Auditor-General Terence Nombembe. Picture: PUXLEY MAKGATHO
Auditor-General Terence Nombembe. Picture: PUXLEY MAKGATHO

CAPE TOWN — Poor financial management and a lack of internal controls at the Compensation Fund are among the reasons cited for the auditor-general giving it a qualified audit opinion on its 2011-12 financial statements.

The fund — which provides financial assistance and support for those who are injured or take sick at work — has been in financial disarray for a number of years and has been plagued by fraud amounting to millions of rand perpetrated by health care providers.

It failed to keep accurate records for R5bn of contributions received from employers.

The fund’s risk management unit did not function well, auditor-general Terence Nombembe found, and it did not implement proper record-keeping. Laws were not complied with, employers were not correctly assessed, and supply-chain management and fraud prevention was seriously deficient.

Mr Nombembe said he could not express an opinion on the completeness and accuracy of the contributions paid by employers in the year to end-March 2012 as well as of assessment debtors amounting to R5.7bn and accruals amounting to R1.5bn. He said there was "inadequate monitoring of controls" over these items.

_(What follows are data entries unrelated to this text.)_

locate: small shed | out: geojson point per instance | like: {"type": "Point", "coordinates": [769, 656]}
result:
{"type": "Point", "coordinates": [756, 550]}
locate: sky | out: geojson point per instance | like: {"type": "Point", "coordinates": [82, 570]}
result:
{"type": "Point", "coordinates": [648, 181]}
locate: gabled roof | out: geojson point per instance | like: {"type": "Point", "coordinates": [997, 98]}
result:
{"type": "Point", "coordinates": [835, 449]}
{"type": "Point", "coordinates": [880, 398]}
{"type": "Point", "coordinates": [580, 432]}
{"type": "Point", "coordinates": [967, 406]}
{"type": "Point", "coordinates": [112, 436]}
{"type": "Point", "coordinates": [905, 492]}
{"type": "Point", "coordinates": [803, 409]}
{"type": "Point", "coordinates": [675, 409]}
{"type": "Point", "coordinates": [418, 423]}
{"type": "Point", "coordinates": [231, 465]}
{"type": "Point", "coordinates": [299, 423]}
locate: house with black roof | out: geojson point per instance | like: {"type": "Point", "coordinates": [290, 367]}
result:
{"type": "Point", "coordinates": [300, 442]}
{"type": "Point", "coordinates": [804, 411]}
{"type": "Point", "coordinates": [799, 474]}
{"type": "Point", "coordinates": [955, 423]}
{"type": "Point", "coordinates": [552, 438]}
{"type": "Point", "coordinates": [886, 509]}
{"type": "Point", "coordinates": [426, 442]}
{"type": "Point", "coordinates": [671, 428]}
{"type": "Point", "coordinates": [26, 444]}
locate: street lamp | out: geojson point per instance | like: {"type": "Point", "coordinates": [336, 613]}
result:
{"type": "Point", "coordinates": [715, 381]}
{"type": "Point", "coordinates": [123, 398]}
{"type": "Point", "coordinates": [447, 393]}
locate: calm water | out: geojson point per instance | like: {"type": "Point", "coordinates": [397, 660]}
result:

"Furthermore the fund does not have processes in place to ensure that all employers are registered with the fund and assessed", as required by the law. The auditor-general was also unable to verify the accuracy and completeness of interest and penalties for late submissions and late payments of assessments amounting to R347m.

No opinion could be expressed on the completeness, accuracy and occurrence of benefits paid.

The auditor-general’s report noted that the fund was investigating 71 cases of fraud and services not rendered by service providers.

Last year the fund’s risk management unit conducted investigations of alleged fraudulent transactions as a result of internal control weaknesses. It also investigated allegations of service providers colluding with internal employees to process fraudulent and fictitious transactions on medical claims, pension payments assessment revenue and supply chain management.

The annual report noted that 208 cases of fraud and other unethical behaviour were investigated during the year, related to an estimated R26m, of which R3m was recovered. It also discovered that R7m was paid to beneficiaries whose cheques were intercepted and cashed fraudulently.

The fund paid compensation claims amounting to R549m last year and medical claims of R1.9bn. It generated a surplus of R2bn (R3.6bn). At the end of the financial year it had an outstanding claims reserve of R4.9bn and an accumulated surplus of R14.2bn.

Compensation commissioner Shadrack Mkhonto said in the fund’s annual report, tabled in Parliament on Friday morning, that a new system of electronic submission of returns would be launched this year. This would hopefully improve revenue collection.

In 2010-11 the fund received a disclaimer from the auditor-general on its financial statements, so a qualified opinion last year represented some progress.